- 27 -

55 10 8
                                    

Oldukça uzun bir bölüm olacak.. yorumlarınızı bekliyorum... teşekkürler..

İyi okumalar!!

~

Önümdeki ders kitabına kafamı koydum yorgun bir şekilde. Yorgun bir günden sonra yurda geldikten sonra yeni bir dil öğrenmek için çalışmak.. Bu zordu. Kafan ne kadar dolu olsa da yapmak zorundaydım. Ben yorgun bir vaziyette gözlerimi yumduğumda telefonum titredi. Telefonuma uzanıp telefona baktım aynı vaziyette. Bay Lee arıyordu.

Telefonu açıp kulağıma yerleştirdim. "Vay canına, bugün odamdaki panonda bir şey fark ettim." Pano derken kendi ofisinde duvara benim için aştığı takvimden bahsediyordu. Eylül ayının sayfasındaki sayıların boş kısımlarına o günlerde olan etkinlikler ve görevleri yazızyorduk. Aynısı benim duvarımda da asılıydı.

Sesimin yorgun çıkmamasına engel olamamıştım. "Hıh, neymiş?"

"Yarın sanırım bir yemeğe davetlisin."

İlk önce kaşlarımı çattım ama şimdi hatırlamıştım. "Ah evet Bay Lee, yarın sevgili CEO'muz ile yemek yiyeceğim.
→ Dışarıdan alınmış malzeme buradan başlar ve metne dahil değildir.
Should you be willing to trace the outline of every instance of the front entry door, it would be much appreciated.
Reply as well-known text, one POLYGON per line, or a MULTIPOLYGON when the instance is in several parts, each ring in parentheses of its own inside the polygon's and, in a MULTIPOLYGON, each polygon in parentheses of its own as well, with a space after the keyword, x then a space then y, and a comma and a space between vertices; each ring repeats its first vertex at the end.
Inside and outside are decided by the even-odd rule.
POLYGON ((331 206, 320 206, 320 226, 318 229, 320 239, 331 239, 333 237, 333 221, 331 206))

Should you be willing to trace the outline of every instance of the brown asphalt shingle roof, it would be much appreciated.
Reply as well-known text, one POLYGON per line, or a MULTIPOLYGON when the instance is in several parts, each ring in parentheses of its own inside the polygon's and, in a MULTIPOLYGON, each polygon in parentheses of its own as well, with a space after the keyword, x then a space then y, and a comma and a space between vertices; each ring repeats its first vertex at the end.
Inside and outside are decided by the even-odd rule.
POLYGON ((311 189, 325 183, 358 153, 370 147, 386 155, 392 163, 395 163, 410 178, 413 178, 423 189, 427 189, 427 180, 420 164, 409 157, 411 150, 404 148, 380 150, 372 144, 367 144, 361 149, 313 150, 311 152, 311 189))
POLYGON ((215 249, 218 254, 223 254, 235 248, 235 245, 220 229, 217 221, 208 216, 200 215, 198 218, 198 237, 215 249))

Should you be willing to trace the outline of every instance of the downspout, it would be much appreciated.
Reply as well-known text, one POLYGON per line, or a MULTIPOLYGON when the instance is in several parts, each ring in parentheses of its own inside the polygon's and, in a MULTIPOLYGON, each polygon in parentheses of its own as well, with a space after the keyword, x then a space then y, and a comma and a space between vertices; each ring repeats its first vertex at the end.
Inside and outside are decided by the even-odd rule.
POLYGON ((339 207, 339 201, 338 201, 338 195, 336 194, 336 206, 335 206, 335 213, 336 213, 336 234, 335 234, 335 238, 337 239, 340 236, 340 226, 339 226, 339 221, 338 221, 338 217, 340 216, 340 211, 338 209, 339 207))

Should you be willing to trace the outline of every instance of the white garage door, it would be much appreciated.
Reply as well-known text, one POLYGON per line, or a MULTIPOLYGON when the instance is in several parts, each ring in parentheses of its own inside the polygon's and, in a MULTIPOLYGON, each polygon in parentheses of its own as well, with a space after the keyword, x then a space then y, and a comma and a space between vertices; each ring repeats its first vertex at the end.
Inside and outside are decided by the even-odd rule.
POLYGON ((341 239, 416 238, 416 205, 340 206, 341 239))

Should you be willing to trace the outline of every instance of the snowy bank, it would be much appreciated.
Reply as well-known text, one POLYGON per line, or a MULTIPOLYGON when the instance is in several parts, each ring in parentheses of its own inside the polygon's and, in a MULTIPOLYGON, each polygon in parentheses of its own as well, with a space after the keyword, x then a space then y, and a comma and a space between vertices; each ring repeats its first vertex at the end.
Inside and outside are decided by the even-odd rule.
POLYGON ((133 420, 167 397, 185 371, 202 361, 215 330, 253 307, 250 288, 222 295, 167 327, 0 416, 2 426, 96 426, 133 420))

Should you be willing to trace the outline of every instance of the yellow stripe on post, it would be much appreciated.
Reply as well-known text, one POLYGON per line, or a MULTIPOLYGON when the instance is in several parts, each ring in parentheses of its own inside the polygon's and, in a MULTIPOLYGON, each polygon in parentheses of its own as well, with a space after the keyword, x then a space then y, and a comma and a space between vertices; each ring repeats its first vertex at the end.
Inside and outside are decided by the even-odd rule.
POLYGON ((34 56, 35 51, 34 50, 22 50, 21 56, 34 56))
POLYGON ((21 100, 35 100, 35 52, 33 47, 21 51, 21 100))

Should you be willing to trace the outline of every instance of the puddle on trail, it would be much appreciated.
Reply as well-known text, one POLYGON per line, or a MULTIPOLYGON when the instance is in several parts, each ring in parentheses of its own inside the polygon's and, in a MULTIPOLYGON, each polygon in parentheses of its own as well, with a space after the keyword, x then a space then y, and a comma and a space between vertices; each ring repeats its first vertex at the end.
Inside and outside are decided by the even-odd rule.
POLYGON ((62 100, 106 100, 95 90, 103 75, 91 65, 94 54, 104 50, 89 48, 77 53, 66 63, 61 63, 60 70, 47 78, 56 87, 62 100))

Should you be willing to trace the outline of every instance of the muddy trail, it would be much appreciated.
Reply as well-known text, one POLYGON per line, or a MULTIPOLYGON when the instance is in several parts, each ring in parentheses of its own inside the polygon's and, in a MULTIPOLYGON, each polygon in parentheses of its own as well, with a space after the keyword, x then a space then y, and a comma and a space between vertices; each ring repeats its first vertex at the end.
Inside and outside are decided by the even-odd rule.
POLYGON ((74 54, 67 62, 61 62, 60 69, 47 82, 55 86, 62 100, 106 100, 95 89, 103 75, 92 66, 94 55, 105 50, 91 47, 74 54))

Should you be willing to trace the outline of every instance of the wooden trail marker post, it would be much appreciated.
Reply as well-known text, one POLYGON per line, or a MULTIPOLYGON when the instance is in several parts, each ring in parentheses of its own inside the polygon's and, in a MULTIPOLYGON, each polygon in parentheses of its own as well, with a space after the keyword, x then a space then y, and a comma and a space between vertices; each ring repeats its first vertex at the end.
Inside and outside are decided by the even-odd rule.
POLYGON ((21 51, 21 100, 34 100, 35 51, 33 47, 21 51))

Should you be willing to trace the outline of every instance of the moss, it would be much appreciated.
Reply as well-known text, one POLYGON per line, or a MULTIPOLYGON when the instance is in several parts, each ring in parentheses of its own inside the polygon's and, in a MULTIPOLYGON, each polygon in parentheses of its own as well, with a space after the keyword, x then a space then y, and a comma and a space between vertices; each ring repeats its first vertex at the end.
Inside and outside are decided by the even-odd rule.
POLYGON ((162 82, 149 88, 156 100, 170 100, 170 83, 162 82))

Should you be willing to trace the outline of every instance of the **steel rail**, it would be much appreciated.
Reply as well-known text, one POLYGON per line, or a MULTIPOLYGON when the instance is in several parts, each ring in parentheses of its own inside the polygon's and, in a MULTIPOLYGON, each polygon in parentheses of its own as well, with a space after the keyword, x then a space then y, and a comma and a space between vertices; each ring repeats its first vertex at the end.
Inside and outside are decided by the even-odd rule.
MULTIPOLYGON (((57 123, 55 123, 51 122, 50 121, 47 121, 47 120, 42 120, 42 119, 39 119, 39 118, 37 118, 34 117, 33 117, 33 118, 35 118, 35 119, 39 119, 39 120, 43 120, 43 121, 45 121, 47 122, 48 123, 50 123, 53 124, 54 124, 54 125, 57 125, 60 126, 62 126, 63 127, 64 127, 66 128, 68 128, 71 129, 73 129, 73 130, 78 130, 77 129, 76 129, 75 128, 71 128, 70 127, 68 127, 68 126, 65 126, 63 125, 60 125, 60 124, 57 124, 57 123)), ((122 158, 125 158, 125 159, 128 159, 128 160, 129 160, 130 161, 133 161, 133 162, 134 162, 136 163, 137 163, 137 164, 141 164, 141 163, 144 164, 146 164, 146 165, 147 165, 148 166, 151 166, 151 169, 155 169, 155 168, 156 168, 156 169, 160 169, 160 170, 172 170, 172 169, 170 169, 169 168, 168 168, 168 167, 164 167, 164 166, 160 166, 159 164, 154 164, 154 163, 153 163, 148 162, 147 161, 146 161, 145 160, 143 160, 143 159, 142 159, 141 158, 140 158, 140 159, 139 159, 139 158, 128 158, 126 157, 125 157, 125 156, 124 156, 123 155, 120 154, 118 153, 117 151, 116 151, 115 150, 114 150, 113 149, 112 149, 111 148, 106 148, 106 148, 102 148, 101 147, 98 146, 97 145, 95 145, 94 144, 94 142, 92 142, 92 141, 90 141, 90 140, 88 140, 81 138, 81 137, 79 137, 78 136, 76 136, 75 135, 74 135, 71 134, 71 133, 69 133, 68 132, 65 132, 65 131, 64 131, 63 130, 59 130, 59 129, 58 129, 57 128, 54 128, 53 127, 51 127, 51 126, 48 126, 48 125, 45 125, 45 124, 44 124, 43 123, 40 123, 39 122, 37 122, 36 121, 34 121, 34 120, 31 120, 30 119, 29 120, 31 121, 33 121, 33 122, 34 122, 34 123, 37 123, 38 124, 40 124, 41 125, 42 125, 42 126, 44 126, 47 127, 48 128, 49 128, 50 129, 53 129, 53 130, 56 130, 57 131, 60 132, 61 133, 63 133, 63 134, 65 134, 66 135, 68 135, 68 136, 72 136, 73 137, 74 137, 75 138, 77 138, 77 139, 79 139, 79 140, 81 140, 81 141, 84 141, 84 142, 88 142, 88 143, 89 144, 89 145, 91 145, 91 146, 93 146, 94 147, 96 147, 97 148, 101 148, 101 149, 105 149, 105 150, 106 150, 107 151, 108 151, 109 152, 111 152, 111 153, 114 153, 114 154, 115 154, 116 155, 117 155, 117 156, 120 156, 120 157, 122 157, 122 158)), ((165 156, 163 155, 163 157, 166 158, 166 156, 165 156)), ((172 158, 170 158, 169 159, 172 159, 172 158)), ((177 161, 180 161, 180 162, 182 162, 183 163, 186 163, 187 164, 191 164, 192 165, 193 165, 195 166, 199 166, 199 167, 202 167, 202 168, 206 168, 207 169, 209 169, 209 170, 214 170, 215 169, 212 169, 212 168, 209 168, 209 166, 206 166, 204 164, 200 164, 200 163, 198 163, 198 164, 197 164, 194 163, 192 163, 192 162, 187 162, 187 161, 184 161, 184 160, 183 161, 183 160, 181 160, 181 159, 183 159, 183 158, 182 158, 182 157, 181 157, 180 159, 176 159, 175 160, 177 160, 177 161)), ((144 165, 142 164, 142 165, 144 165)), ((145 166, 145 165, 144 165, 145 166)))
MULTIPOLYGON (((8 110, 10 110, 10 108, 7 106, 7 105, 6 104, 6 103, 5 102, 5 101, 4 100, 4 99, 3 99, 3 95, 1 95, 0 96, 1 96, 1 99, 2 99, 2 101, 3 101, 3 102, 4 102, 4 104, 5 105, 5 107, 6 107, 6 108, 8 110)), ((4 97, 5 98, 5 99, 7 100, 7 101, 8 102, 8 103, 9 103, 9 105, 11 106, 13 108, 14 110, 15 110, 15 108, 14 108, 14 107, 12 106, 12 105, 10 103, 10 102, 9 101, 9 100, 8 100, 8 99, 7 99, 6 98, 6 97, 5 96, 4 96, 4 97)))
Aynı zamanda torunu ile."

"Heyecanlı mısın?"

"Biraz."

"Sesin niye kötü geliyor?"

Duruşumu düzelttim. "Yorgunum."

"Açıkçası Seungmin, onun hakkında düşüncelerin konusunda endişeliyim."

"Kimden bahsediyorsunuz?"

"Minho?"

"Minho.. Onun hakkında kötü bir düşüncem yok. Onu tanımıyorum. Başkalarının söylediği sözü dinlemektense onu tanıyıp öyle düşüncelerimi netleştirmeyi yeğlerim."

"Doğru yapıyorsun."

Bir sessizlik oldu. Dirseğimi masaya yaslayıp çenemi avucuma yasladım. "Siz onu tanıyor musunuz peki?"

"Hm, sayılır."

"Siz nasıl biri olduğunu düşünüyorsunuz?"

"Onu çok görmedim. Çünkü hep kendisini gizledi. İnsanların ve sevdiklerinin kendisine korkarak ve tiksinerek bakmasından korkuyordu. Onların iyilikleri için yaptığı şeylerden.. Fedakarlıklardan sonra aldığı bu geri bildirim onu üzmüştü. Şu an ne yapıyor bilmiyorum ama onunla bir gece konuşmuştum. Çok yorgundu ve o zaman daha çok gençti. Gözyaşlarına boğulmuştu, Seol Maxident ve şirketimizin rakip olduğu günün arifesiydi." Bir nefes verdi. "Onun yanına olmak isterdim."

"Yaralı birine benziyor, suçlu olduğunu düşünmediğimizde."

"Oh.. Fazlası ile."

"Bay Lee! Hani tanımıyordunuz?!"

"Tanımıyorum.. Sadece gördüğümü, bana anlattıklarını, hissettirdiklerini söylüyorum."

"Anladım.."

Bir iç çekti, "Çok odunum, nasıl olduğunu sormadım.. Ne yapıyordun bebeğim?"

Ayağa kalkarken dediği ile güldüm. "Tayca.."

"Oh.. Geldin mi oraya kadar? Japonca bitti mi?"

"Çoktan Bay Lee. Siz beni takip etmiyor musunuz ya? Ben de diyorum niye tebrik edilmiyorum."

Güldü. "Hayır, takip ediyor8m elbette. Şaka yaptım."

"Haha, çok komikti. Sağ olun."

"Çok konuşuyorsun, bebeğim."

"Sizin gününüz nasıldı?"

"Klasik. Farklı bir şey olmadı. Sadece bugün seni göremediğim için üzgünüm. Yarın seni yemekten sonra beraber evime geçeriz."